Ensemble data assimilation systems for atmosphere and ocean science use computational models that are unable to resolve all the active dynamical scales. Two types of model error result from the use of low-resolution models: truncation error in the numerical discretization of the large-scale dynamics and errors associated with subgrid-scale interactions. Additive and multiplicative covariance inflation are methods for accounting for model errors in ensemble data assimilation algorithms (Anderson and Anderson 1999; Mitchell and Houtekamer 2000), but inflation only accounts for model errors and does not reduce them. The use of high-order numerical schemes and subgrid-scale parameterizations reduces low-resolution model errors; stochastic subgrid-scale parameterizations also inflate ensemble spread, similar to additive and multiplicative inflation. Covariance inflation can act as a baseline for evaluating the effect of stochastic parameterizations in ensemble data assimilation systems (Whitaker and Hamill 2012), but previous studies using a particular stochastic subgrid-scale parameterization (SKEBS; Berner et al. 2009) have not found significant improvements compared to covariance inflation (Houtekamer et al. 2009; Whitaker and Hamill 2012). We compare inflation and stochastic parameterization in the context of idealized quasigeostrophic turbulence, and find that a simple model-independent white noise backscatter scheme (from GLM15) is comparable to tuned, nonadaptive multiplicative inflation, while stochastic superparameterization (GM13, GM14) gives better results. We attribute this success to the ability of a well-designed stochastic parameterization to both reduce and account for model error. A similar result has recently been obtained by Ha et al. (2015) in the context of atmospheric data assimilation, where a version of the SKEBS scheme outperformed an adaptive inflation scheme.

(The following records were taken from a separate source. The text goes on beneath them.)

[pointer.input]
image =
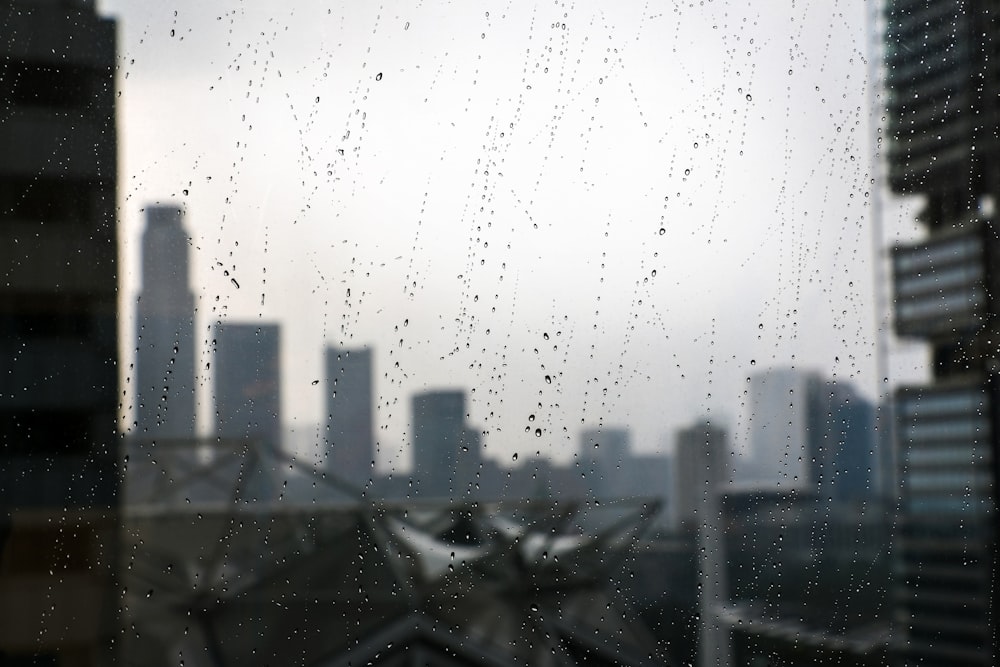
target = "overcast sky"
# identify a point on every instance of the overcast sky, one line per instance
(586, 212)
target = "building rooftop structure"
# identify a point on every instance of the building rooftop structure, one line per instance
(428, 583)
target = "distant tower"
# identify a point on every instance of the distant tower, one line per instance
(247, 374)
(698, 447)
(350, 443)
(841, 442)
(439, 437)
(701, 459)
(604, 452)
(164, 364)
(59, 390)
(779, 430)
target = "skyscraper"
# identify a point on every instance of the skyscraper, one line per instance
(247, 373)
(778, 422)
(441, 441)
(842, 442)
(810, 434)
(58, 340)
(164, 364)
(943, 80)
(350, 443)
(700, 463)
(603, 452)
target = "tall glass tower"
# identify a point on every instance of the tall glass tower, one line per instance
(943, 80)
(164, 364)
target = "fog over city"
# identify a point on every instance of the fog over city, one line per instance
(582, 214)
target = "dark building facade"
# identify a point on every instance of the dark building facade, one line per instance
(247, 374)
(165, 353)
(58, 340)
(943, 80)
(350, 417)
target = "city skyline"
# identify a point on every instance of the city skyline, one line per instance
(362, 239)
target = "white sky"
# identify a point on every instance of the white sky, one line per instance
(670, 195)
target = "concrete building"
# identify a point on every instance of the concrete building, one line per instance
(943, 81)
(349, 437)
(700, 457)
(603, 451)
(810, 434)
(247, 373)
(778, 430)
(165, 346)
(58, 335)
(443, 445)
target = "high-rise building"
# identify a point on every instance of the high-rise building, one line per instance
(841, 442)
(943, 80)
(350, 442)
(442, 443)
(165, 354)
(699, 461)
(810, 434)
(247, 373)
(58, 341)
(778, 423)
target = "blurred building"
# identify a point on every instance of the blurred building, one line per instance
(350, 442)
(602, 452)
(443, 445)
(58, 341)
(165, 353)
(778, 422)
(943, 80)
(425, 583)
(842, 442)
(810, 434)
(247, 374)
(700, 458)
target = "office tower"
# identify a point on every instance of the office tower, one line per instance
(943, 80)
(700, 457)
(441, 441)
(702, 472)
(247, 373)
(841, 442)
(603, 451)
(58, 341)
(809, 434)
(164, 363)
(778, 422)
(350, 444)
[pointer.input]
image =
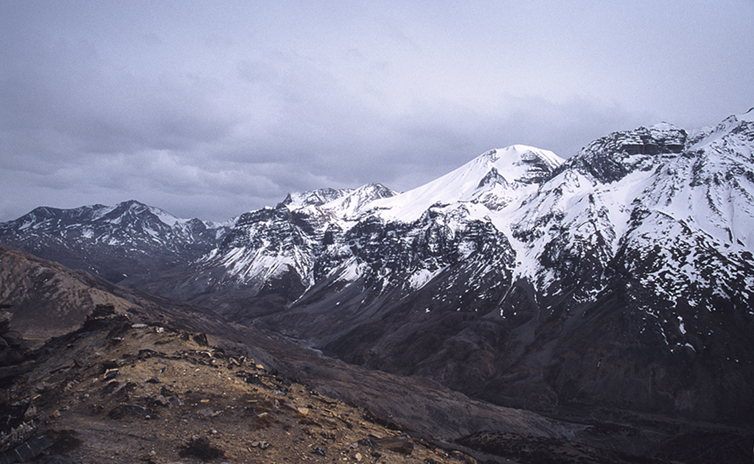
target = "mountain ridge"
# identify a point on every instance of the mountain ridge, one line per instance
(616, 280)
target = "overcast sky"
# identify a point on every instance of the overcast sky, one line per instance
(212, 108)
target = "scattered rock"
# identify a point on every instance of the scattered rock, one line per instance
(200, 448)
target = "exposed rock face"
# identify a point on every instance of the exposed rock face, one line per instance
(620, 278)
(129, 240)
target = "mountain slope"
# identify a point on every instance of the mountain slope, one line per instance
(620, 278)
(130, 239)
(617, 282)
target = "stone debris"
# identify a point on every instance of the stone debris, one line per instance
(132, 401)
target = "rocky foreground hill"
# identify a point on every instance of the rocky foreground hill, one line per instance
(611, 289)
(133, 382)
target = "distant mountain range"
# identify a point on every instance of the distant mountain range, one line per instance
(621, 279)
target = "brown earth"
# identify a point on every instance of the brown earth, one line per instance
(128, 394)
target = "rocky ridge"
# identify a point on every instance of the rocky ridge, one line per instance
(129, 240)
(122, 390)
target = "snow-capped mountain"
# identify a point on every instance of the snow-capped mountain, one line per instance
(116, 242)
(620, 277)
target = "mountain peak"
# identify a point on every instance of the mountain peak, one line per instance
(495, 178)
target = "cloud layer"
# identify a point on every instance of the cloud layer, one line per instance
(213, 109)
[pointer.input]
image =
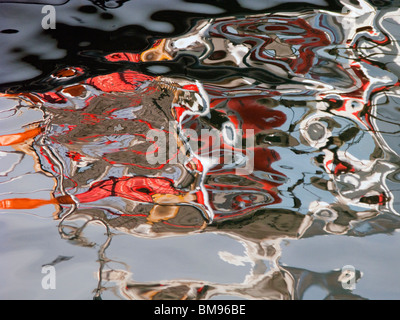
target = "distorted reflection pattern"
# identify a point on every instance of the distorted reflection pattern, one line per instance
(301, 115)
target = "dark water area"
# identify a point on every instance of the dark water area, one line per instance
(199, 150)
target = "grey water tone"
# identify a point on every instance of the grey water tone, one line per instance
(185, 150)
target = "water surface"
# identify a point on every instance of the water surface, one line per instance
(200, 150)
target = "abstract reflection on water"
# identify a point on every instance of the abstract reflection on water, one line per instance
(303, 113)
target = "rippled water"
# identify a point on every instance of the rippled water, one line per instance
(200, 150)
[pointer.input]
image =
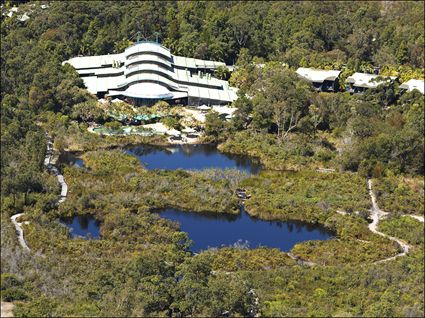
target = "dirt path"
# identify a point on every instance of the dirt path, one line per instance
(49, 163)
(420, 218)
(377, 214)
(7, 309)
(19, 231)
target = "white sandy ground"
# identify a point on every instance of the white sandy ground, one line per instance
(377, 215)
(49, 163)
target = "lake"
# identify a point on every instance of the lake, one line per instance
(191, 157)
(85, 226)
(217, 230)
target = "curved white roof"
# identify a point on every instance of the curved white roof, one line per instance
(149, 70)
(149, 90)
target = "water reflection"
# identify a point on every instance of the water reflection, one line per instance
(219, 229)
(191, 157)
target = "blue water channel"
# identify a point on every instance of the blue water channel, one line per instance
(71, 159)
(191, 157)
(216, 230)
(82, 226)
(207, 229)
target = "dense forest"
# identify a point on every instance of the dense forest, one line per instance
(144, 265)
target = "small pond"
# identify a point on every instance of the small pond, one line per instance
(191, 157)
(216, 230)
(71, 159)
(85, 226)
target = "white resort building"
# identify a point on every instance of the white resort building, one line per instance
(322, 80)
(359, 82)
(412, 84)
(147, 72)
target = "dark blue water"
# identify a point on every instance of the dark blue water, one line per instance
(71, 159)
(217, 230)
(191, 157)
(85, 226)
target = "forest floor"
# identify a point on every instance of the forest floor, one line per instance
(378, 214)
(7, 309)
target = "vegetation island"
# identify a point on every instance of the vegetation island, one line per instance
(313, 112)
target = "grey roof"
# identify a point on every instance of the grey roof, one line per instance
(368, 80)
(316, 75)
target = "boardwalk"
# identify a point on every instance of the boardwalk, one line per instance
(49, 163)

The performance of ensemble assimilation systems based on low-resolution models can be improved through the use of stochastic parameterizations, by carefully estimating and accounting for model error distributions (Zupanski and Zupanski 2006), and through sophisticated adaptive covariance inflation techniques (Anderson 2007, 2009; Li et al. 2009; Miyoshi 2011). But in our setting the most straightforward way to improve the assimilation performance was to move from a second-order to a fourth-order spatial discretization. The effect of higher-order numerics may seem counterintuitive because the model does not resolve the true solution; the explanation is that the large-scale part of the true solution that is *represented* on the coarse model grid is not equally well *resolved* by different numerical methods. The effect of higher-order numerics was comparable to that of our stochastic subgrid-scale parameterizations, though the latter had the added benefit of improving the low-resolution model climatology, much more so than the use of higher-order numerics. Janjic et al. (2011) developed fourth-order advection schemes in the context of global atmospheric models, but found minimal improvement in forecast accuracy (not in an ensemble assimilation context) compared to second-order schemes. The impact of increased-order numerics is presumably dependent on the situation; when the fields are well resolved, numerical error is small and higher-order numerics will not have much impact. Similarly, when the fields are very poorly resolved (i.e., when there is significant variation at the grid scale) neither low- nor high-order methods are accurate. However, in situations where structures are only partially resolved, as in our idealized eddy-permitting setting, higher-order numerics are able to provide increased accuracy.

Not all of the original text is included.